Depuis début 2009, leur chiffre d'affaires est ainsi taxé à hauteur de 0,9% pour compenser la suppression de la publicité sur les chaînes publiques. Une contribution évaluée à 400 millions d'euros par an. Les fournisseurs d'accès à internet (FAI) participent également depuis deux ans au financement de la création audiovisuelle via la taxe Cosip, en contrepartie d'une TVA à 5,5% (au lieu de 19,6%) sur une partie de l'abonnement. Ce à quoi s'ajoutent des redevances aux sociétés d'auteurs ou encore celles liées à la copie privée. Et les demandes se multiplient. Mi-septembre, la fiction française, confrontée à un problème de financement lié à la crise de publicité, a proposé une taxation des FAI. Celle-ci "apporterait énormément à la création alors que ce secteur fait des milliards de bénéfices", suggérait ainsi le sénateur PS David Assouline. Début juin, c'était le quotidien Libération qui évoquait l'idée, cette fois pour financer la presse, fragilisée par internet. Avec des marges d'Ebitda (résultat brut d'exploitation) supérieures à 30%, les opérateurs font en effet figure de privilégiés alors que d'autres secteurs sont durement affectés par la crise.

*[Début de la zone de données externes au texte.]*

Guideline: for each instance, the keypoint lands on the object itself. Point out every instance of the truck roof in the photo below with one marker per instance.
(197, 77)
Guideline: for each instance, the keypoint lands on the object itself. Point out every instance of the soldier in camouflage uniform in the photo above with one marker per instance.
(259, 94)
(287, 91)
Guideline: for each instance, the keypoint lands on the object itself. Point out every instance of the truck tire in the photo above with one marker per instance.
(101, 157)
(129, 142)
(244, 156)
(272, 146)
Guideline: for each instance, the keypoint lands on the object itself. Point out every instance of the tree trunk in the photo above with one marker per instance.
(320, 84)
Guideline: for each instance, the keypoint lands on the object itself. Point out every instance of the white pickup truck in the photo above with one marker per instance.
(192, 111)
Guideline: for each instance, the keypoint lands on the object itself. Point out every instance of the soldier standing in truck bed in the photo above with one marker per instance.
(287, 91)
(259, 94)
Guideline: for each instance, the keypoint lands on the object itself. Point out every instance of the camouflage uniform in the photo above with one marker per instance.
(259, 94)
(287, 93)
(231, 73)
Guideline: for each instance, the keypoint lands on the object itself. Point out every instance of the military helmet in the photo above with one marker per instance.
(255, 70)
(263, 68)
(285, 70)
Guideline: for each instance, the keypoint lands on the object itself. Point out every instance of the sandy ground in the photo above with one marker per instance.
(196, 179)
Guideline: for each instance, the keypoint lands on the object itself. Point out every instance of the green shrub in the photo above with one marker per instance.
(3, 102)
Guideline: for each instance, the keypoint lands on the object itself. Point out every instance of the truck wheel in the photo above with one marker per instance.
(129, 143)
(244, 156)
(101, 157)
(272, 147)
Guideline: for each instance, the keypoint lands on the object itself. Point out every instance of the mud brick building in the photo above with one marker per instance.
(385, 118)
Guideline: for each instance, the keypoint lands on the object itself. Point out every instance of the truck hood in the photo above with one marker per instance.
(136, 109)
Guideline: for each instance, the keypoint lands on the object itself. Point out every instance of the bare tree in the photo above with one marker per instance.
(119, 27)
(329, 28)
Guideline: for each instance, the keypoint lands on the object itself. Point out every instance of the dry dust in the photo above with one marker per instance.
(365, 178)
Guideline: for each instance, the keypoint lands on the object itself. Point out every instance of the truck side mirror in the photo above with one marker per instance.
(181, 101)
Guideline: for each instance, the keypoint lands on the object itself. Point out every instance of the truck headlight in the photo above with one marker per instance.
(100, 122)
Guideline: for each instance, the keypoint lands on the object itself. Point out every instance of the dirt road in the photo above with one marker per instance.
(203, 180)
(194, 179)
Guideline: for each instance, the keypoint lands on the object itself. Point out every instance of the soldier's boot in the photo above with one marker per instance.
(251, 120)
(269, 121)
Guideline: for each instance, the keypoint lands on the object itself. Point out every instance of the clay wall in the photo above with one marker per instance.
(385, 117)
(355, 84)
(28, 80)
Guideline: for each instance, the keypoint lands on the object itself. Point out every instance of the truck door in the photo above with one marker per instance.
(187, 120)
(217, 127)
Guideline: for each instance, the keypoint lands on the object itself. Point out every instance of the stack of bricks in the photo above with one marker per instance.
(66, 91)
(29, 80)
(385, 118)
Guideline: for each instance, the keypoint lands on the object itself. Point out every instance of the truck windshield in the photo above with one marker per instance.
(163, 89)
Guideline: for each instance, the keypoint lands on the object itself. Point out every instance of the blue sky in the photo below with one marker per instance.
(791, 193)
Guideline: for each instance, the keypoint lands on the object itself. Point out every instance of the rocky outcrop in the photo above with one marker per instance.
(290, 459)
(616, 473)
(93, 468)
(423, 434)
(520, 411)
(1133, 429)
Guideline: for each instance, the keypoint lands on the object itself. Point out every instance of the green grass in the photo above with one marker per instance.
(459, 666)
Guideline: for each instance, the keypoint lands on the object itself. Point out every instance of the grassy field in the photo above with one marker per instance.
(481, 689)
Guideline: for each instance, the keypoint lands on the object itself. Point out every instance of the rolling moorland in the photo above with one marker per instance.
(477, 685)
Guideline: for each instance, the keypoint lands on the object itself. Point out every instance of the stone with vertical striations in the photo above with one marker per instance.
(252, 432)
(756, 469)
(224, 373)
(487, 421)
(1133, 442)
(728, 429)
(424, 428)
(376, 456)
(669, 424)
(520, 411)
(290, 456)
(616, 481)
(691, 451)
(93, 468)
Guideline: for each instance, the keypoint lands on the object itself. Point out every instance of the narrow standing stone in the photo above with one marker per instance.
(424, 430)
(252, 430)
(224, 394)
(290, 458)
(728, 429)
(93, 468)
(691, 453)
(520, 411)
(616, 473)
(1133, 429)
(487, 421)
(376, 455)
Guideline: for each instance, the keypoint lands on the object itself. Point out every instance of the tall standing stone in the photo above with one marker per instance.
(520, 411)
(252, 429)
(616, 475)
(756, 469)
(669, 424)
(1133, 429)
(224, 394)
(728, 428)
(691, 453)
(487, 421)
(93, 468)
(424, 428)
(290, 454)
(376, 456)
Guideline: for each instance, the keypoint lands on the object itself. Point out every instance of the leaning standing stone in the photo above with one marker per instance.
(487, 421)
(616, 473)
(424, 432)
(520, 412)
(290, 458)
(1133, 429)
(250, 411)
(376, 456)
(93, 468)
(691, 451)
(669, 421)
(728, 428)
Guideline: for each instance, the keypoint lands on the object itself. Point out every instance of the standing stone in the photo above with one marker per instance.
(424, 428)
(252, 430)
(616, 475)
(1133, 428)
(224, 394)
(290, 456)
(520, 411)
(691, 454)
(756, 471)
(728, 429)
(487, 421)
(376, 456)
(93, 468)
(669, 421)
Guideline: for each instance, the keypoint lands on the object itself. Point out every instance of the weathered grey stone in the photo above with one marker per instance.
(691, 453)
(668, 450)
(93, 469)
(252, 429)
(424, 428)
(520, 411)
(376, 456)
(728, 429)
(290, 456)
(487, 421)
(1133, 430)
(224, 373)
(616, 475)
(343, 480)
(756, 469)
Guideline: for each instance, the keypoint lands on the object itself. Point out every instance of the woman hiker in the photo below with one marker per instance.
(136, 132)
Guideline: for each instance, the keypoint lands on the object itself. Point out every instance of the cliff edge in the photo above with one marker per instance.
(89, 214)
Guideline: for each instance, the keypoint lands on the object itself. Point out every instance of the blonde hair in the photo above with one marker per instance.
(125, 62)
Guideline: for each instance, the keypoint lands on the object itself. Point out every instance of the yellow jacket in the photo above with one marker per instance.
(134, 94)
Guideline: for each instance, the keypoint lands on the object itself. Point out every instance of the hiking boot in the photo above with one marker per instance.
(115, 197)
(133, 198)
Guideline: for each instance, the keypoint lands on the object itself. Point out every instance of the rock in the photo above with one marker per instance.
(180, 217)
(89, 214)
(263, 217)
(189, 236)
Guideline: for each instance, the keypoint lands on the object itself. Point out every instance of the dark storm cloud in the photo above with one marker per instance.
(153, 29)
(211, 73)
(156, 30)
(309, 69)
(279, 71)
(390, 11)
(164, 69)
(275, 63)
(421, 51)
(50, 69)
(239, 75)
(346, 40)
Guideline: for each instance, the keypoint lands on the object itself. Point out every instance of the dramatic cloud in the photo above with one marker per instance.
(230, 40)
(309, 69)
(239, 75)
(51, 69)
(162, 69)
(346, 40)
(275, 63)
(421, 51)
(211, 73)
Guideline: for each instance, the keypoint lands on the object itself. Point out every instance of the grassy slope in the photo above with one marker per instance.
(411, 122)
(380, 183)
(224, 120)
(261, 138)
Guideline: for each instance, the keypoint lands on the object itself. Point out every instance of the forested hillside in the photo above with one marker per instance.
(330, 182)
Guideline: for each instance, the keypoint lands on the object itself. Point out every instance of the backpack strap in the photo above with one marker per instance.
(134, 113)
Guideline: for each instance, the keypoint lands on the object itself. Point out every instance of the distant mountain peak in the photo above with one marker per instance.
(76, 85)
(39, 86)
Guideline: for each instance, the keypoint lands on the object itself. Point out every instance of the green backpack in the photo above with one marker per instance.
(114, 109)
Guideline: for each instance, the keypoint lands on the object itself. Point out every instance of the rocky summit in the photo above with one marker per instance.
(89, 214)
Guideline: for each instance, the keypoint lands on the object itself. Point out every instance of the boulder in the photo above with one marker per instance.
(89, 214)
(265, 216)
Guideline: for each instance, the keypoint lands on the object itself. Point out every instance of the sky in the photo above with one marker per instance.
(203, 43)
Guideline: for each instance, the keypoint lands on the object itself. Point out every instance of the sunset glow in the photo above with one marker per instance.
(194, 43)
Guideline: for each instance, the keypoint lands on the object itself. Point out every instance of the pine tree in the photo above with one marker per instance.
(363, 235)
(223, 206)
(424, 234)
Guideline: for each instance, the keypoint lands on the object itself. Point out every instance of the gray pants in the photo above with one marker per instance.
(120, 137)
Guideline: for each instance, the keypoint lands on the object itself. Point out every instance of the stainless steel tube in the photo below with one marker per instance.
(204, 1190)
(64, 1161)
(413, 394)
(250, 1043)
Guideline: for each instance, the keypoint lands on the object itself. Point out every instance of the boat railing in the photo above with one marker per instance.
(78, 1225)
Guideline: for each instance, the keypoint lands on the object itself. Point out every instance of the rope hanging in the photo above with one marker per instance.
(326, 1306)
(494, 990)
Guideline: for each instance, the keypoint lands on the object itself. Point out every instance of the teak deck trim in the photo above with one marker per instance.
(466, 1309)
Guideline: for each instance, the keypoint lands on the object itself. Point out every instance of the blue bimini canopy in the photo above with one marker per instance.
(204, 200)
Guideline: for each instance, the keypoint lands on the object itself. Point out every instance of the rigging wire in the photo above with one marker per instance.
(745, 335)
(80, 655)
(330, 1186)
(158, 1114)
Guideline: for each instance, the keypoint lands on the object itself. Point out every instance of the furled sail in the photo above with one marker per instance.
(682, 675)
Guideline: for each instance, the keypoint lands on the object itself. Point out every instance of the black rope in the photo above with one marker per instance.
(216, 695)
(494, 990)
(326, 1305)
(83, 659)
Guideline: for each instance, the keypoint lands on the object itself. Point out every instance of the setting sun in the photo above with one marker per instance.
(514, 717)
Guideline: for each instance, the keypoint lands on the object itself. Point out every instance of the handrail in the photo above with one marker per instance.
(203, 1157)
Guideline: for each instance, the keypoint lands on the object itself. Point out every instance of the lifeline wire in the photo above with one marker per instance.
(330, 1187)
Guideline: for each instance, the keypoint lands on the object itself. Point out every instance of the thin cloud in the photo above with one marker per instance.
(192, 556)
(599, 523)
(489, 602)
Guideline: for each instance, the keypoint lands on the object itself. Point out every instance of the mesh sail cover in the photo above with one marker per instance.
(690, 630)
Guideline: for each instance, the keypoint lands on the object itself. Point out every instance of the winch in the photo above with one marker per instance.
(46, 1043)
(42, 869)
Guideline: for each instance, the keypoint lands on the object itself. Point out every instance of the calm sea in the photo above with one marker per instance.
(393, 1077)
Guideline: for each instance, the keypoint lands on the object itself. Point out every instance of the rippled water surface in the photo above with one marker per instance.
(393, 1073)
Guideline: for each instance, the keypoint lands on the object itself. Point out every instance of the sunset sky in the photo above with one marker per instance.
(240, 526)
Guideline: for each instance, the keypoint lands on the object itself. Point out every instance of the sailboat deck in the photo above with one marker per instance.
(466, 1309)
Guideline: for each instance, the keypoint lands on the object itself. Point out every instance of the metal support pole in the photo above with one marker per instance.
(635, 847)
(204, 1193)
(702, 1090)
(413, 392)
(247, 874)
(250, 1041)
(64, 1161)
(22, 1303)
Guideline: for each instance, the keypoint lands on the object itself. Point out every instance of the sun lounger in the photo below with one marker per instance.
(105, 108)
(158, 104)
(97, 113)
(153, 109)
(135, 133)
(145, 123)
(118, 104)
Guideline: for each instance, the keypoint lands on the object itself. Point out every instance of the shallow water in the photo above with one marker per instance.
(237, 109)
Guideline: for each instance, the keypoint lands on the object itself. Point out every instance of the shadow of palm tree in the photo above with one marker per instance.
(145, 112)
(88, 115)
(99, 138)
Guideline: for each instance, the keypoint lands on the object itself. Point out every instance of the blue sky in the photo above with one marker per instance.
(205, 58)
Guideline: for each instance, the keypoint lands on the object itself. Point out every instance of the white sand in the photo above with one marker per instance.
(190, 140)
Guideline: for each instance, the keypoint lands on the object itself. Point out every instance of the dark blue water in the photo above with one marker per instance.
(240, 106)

France Télécom a dégagé 2,5 milliards de bénéfice net au premier semestre, SFR un bénéfice opérationnel ajusté (Ebita) de 1,29 milliard, tandis qu'Iliad (Free et Alice) fait figure de petit poucet avec un bénéfice net de 72 millions. Pour autant, souligne Stéphane Dubreuil, directeur télécoms du cabinet Sia Conseil, s'ils ne faisaient pas ce type de marges, "ils ne pourraient pas réinvestir" alors même qu'on arrive "à la fin de plusieurs cycles technologiques". Passer à la quatrième génération de téléphonie mobile et à la fibre optique, qui permet l'internet à très haut débit, "représente des montants de plusieurs milliards d'euros", explique-t-il, en précisant qu'"il faut entre 7 et 10 ans au minimum pour rentabiliser un réseau".
Avec la multiplication des taxes, "il y a un risque de perte de compétitivité par rapport aux pays étrangers", note par ailleurs une source industrielle. "Les opérateurs sont tout à fait d'accord pour être imposés comme toutes entreprises" mais là "ça fait un peu trop", ajoute-t-elle, en rappelant que leurs revenus ont également été affectés par la suppression des hot-lines surtaxées et pourraient l'être par le dispositif de lutte contre le piratage. Même la société des auteurs et compositeurs dramatiques (SACD) a reconnu mercredi que les FAI avaient "besoin d'une pause fiscale" alors que des solutions sont recherchées pour améliorer l'offre légale sur le net et la rémunération de la création. L'UFC-Que Choisir juge quant à elle que l'accumulation représente un "vrai danger pour les consommateurs", les opérateurs risquant à terme de "répercuter ces taxes sur les prix" et de faire "sauter le fameux tarif de référence de 30 euros" pour le +triple play+ (internet, télévision et téléphonie).